Hi! I have one light source at the position (5, 0, 0, 1) and one unit sphere in the origin (0, 0, 0, 1), so the sphere is to the left (negative x-direction) of the by the light source. The unit sphere is also translated with the code glTranslatef(0, 0, -5), in order to move it away to a good distance from the camera (this code is run before both the sphere is generated and the light source ). I want the light source to be translated too, but it’s not, since the sphere is illuminated diagonally from the front (it should be illuminated straight from the right, which it becomes if the light source is changed from positional to directional). How can I make the light source become translated too when I translate the sphere?

Lighting with the fixed function pipeline is dependant upon the current OpenGL ModelView matrix at the time the glLightv command was executed.

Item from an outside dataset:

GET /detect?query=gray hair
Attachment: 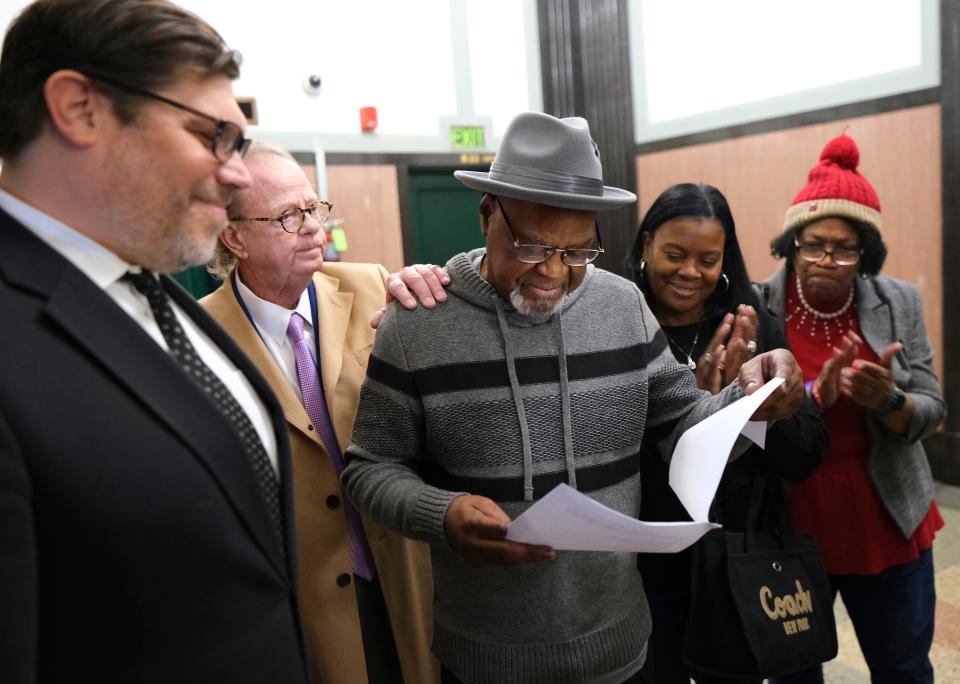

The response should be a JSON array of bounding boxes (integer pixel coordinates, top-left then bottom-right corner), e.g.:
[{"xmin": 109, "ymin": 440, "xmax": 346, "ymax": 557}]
[{"xmin": 207, "ymin": 140, "xmax": 297, "ymax": 280}]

Besure to use glPushMatrix/glPopMatrix to surround your light setup code or models to preserve the contents of the ModelView matrix when ever you specify glTranslatef, otherwise you’ll have to reset the camera (ie. re-specify explicitly the modelview matrix).

Lights are transformed to eyespace. When you position the eye you need to ensure that the viewing matrix AND the model matrix that translates the light are concatenated on the modelview matrix stack.

Thank you for your answers.

What do you mean by ensuring that the viewing matrix AND the model matrix are concatenated on the modelview matrix stack; is there a way to make only one of them be concatenated on the stack?

Anyway, I solved the problem. It turned out that I was wrong before, as the light source was not positioned after the modelview transformations where carried out, but before. Positioning the light source after performing the transformations solved the problem.

Seriously?

If you mean that I wondered what you meant by ‘the viewing matrix AND the model matrix’ then yes, I was serious, but I figured out that it doesn’t work like that. I was more wondering why you wrote it like that with a big ‘and’ when they are actually both the same matrix.